动物造模,药效评价,急性肾衰竭 z-bio 2024-07-08 485

　　【 Modeling mechanism 】 Mercury ions are reabsorbed by renal tubular epithelial cells after filtration by the glomerulus, and accumulate inside the cells. They bind with cell membranes and intracellular thiol and disulfide groups, affecting cell enzyme activity, damaging the function and structure of cells and cell membranes, causing loss of cellular respiratory function, degeneration and necrosis, and partial detachment into the lumen, blocking the renal tubules and obstructing the passage of urine. Damaged renal tubules have increased permeability, causing the original urine to leak out and return to the renal vessels, resulting in oliguria and anuria. Primary urine leaks into the renal interstitium, causing interstitial edema and compressing renal tubules. Mercury chloride poisoning can also cause redistribution of renal blood flow, renal cortical ischemia, renal medullary congestion, and reduced renal tubular filtration, which is also one of the mechanisms leading to acute renal failure.

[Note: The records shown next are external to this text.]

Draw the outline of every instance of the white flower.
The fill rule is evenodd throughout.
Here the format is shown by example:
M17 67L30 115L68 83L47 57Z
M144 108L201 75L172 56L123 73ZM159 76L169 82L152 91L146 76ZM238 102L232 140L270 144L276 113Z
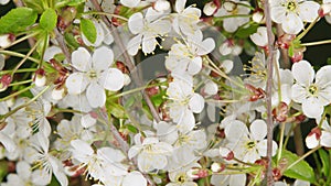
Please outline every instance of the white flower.
M39 173L39 171L31 172L30 164L28 162L20 161L17 163L17 174L9 174L7 176L7 183L2 183L1 186L46 185L47 180L32 177L35 173Z
M162 12L157 12L152 8L147 9L143 18L142 13L137 12L129 18L128 26L134 36L127 50L130 55L136 55L140 45L145 54L152 53L158 44L157 37L163 36L171 30L171 23L163 20Z
M185 44L172 45L169 57L166 59L166 67L179 74L188 72L195 75L202 69L202 56L215 48L215 42L209 37L203 40L201 31L188 36Z
M271 19L281 24L288 34L298 34L303 22L312 22L318 18L320 6L306 0L270 0Z
M170 117L178 123L181 132L191 131L195 125L194 113L204 108L204 99L193 91L193 87L184 80L177 79L169 84L168 99L171 100Z
M250 9L246 6L242 6L237 2L249 6L249 2L246 1L226 1L223 3L221 9L214 14L214 17L227 17L227 15L236 15L236 14L247 14L250 12ZM249 21L249 17L234 17L234 18L226 18L223 20L223 28L226 32L233 33L239 26L246 24Z
M113 51L106 46L98 47L93 56L84 47L73 52L73 66L78 70L66 79L68 94L82 94L86 89L86 97L93 108L102 107L106 102L105 89L117 91L124 86L124 75L114 64Z
M247 127L238 120L226 125L225 138L228 140L226 147L234 152L241 161L254 163L267 155L267 124L264 120L255 120ZM276 154L277 143L273 141L273 155Z
M256 33L252 34L249 37L253 41L253 43L255 43L257 46L266 47L268 45L268 35L266 26L259 26Z
M128 152L129 158L138 156L138 167L141 172L162 169L167 166L167 156L171 155L172 146L166 142L159 142L157 138L146 138L140 141L141 135L135 135L136 144Z
M314 74L309 62L300 61L293 64L291 70L296 79L292 86L293 101L302 105L307 117L320 117L324 106L331 101L331 66L323 66Z
M84 33L82 32L83 42L87 46L100 46L103 43L105 43L106 45L110 45L114 41L114 37L113 37L109 29L107 28L107 25L103 21L96 21L96 20L93 20L93 23L94 23L94 26L96 29L96 40L95 40L95 42L90 43L86 39Z
M173 14L172 26L178 34L191 35L199 29L197 23L201 17L201 10L192 6L185 9L186 0L177 0Z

　　【 Modeling Method 】 Rabbits weighing over 2kg, both male and female. Mercury chloride is prepared with physiological saline or distilled water to an appropriate concentration and administered intravenously at a rate of 2.5mg/kg body weight. Measure the levels of urea nitrogen and Cr in blood and urine for the first 3 days of the experiment, and take the average value as the self control. Alternatively, intramuscular injection can be used to inject 10ml/kg body weight of 0.1% mercuric chloride solution into the hind limb muscles of rabbits for two consecutive days.

　　Model testing: ① Physiological and biochemical indicators: Cr and BUN levels rapidly increase after poisoning. After 24 hours, the Cr clearance rate significantly decreased, and the total excretion of Cr and BUN significantly decreased Urinary routine examination: Within 3-5 days after poisoning, there is obvious oliguria, followed by polyuria. Protein appears in urine, with various types of tubules Pathological examination: Significant enlargement of the kidney, increased weight (increased renal index), cortical ischemia, medullary congestion, and microscopic degeneration and necrosis of renal tubules.

　　【 Model Features 】 The filtration rate of the rabbit glomerulus decreases, causing degeneration and necrosis of renal tubular epithelial cells, renal vascular contraction, decreased renal blood flow, decreased renal perfusion pressure, impaired renal tubular secretion function, and renal tubular epithelial cell reabsorption dysfunction.

　　Model evaluation and application: This method is simple and feasible, and the lesion is relatively stable. The same applies to mice and rats, with a one-time administration of 0.1% mercuric chloride at a dose of 1.0-2.0mg/kg intravenously and 2-15mg/kg subcutaneously or intraperitoneally. For example, if selecting a dog, prepare a ureteral fistula for the dog before the experiment, and inject 2% mercuric chloride into the muscle, subcutaneous or abdominal cavity once at a dose of 20mg/kg body weight.